22年前、この家に引っ越してきたとき、最寄駅の駅前には小さいながらも書店が1軒ありました。歩くと8分の隣駅にも2軒ありました。今では隣駅の駅ビルの中に1軒あるだけです。本当に寂しい。歩いて20分のところにある書店も昨年閉店しました。書店は生き延びられない運命にあるようです。
 私は書店が好きです。いや、もう「好き」という段階を超えて、愛している、いや、もっとだ、書店なくしては私は生ける屍、と言ってもいいほどです。何を大げさな、と言われるでしょうが、8歳のときから私にとって書店は「第二の自分の部屋」みたいにくつろげて楽しい場所だったし、なくてはならない居場所でした。
 電車通学だった私は、学校からの帰り道に隣駅まで寄り道して書店に立ち寄るのが楽しみでした。15歳まではお小遣いが少ないので、買うでもなく、立ち読みするでもなく、ただ、本の背表紙を眺め、ぱらぱらとめくり、あああ、大きくなったら本屋さんになろう、と思うだけでしたが、高校生になると「何を買おう」と思ってよけいに心躍る場所になりました。
 お小遣いはほぼ本に消えました。「大人の本」として初めて自分で買った箱入りの単行本は、安部公房の「無関係な死」でした。値段は覚えていないけれど、1ヶ月分のお小遣いはすっ飛びました。いや、足りなかったかも。でも、うれしかった。「幽霊はここにいる」の舞台(田中邦衛主演)を見てから、安部公房に取り憑かれていたから、どうしても彼の本が欲しかった。「図書館で借りなさい」と言われても、それじゃダメなんだと思いました。そして文庫本しか並んでいなかった自分の書棚に、赤い函に入って、薄紙のカバーがついた憧れの作家の本が並んだときは、もう誇らしくて身震いしました。
 私が通いつめた「宝盛館」という阪神芦屋駅前の書店は、今もあります。実家に帰省したとき、たまに立ち寄って存在を確かめたりしていました。

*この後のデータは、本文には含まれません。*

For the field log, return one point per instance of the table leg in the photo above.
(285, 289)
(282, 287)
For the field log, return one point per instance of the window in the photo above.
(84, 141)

 書店ラブな話を書こうと思ったのは、昨日の日経最終面の文化ページに、作家の小野正嗣さんが寄稿なさった「書店という文芸共和国」という文章を読んだからです。
 胸、どころか、胃袋にまでしみわたるようないい文章で、最後の数行に私はとくに感動しました。ちょっと長いけれど、引用します。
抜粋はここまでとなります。